The recent interest in precision medicine among interventionists has led to the establishment of the concept of precision interventional radiology (PIR). This concept focuses not only on the accuracy of interventional operations using traditional image-guided techniques, but also on the comprehensive evaluation of diseases. The invisible features extracted from CT, MRI, or US improve the accuracy and specificity of diagnosis. The integration of multi-omics and molecule imaging provides more information for interventional operations. The development and application of drugs, embolic materials, and devices broaden the concept of PIR. Integrating medicine and engineering brings new image-guided techniques that increase the efficacy of interventional operations while reducing the complications of interventional treatment. In all, PIR, an important part of precision medicine, emphasizing the whole disease management process, including precision diagnosis, comprehensive evaluation, and interventional therapy, maximizes the benefits of patients with limited damage.

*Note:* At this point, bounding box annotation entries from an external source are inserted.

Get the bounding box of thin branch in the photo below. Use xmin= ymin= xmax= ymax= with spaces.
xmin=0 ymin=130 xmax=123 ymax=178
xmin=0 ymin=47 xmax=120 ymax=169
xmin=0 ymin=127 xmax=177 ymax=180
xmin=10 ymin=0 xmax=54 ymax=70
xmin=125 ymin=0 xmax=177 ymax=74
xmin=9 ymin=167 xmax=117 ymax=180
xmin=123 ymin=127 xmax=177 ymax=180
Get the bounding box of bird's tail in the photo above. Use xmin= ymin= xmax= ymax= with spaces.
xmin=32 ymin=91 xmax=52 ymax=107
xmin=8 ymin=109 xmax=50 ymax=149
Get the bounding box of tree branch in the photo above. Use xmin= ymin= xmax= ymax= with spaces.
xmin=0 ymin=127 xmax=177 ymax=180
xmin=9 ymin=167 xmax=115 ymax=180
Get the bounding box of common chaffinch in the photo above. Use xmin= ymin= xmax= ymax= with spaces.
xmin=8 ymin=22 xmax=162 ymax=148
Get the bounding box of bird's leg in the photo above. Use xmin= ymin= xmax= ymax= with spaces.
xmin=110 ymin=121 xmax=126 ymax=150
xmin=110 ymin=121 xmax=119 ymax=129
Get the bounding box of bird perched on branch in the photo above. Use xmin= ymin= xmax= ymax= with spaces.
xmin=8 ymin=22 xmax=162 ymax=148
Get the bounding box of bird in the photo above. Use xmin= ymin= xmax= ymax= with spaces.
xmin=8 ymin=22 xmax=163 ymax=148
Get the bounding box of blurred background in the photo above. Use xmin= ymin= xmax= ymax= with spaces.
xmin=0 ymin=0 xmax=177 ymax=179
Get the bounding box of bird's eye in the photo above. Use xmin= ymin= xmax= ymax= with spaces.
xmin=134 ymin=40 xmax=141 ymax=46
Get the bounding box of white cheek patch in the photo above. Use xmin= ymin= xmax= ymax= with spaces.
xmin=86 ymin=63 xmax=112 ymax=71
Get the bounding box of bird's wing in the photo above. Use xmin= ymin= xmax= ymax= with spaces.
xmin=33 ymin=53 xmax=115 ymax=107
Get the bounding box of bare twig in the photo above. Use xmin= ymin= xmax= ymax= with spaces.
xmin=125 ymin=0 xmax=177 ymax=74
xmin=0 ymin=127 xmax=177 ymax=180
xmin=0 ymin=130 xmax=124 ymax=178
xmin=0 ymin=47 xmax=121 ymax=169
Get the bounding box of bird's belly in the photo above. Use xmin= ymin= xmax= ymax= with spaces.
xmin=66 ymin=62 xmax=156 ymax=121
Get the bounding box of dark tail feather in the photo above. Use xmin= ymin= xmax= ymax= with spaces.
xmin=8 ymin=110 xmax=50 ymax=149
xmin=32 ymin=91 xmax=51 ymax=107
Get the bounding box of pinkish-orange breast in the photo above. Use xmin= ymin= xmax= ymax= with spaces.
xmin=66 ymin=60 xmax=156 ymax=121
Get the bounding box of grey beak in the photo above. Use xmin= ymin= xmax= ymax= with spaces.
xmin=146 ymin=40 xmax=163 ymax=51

Keywords: Precision interventional radiology, Anatomical location, Comprehensive evaluation, Interventional therapy, Precision diagnosis

1. Introduction

Interventional radiology, a rapidly developing medical discipline, is becoming the third clinical branch, and equaling internal medicine and surgery. Since its advent in the 1960s, interventional radiology has expanded to encompass various diseases across multiple body systems.¹^,² Interventional radiology consists of various subspecialties such as neurological, digestive, hepatobiliary, vascular, and oncological interventions. It has become an indispensable discipline in clinical medicine.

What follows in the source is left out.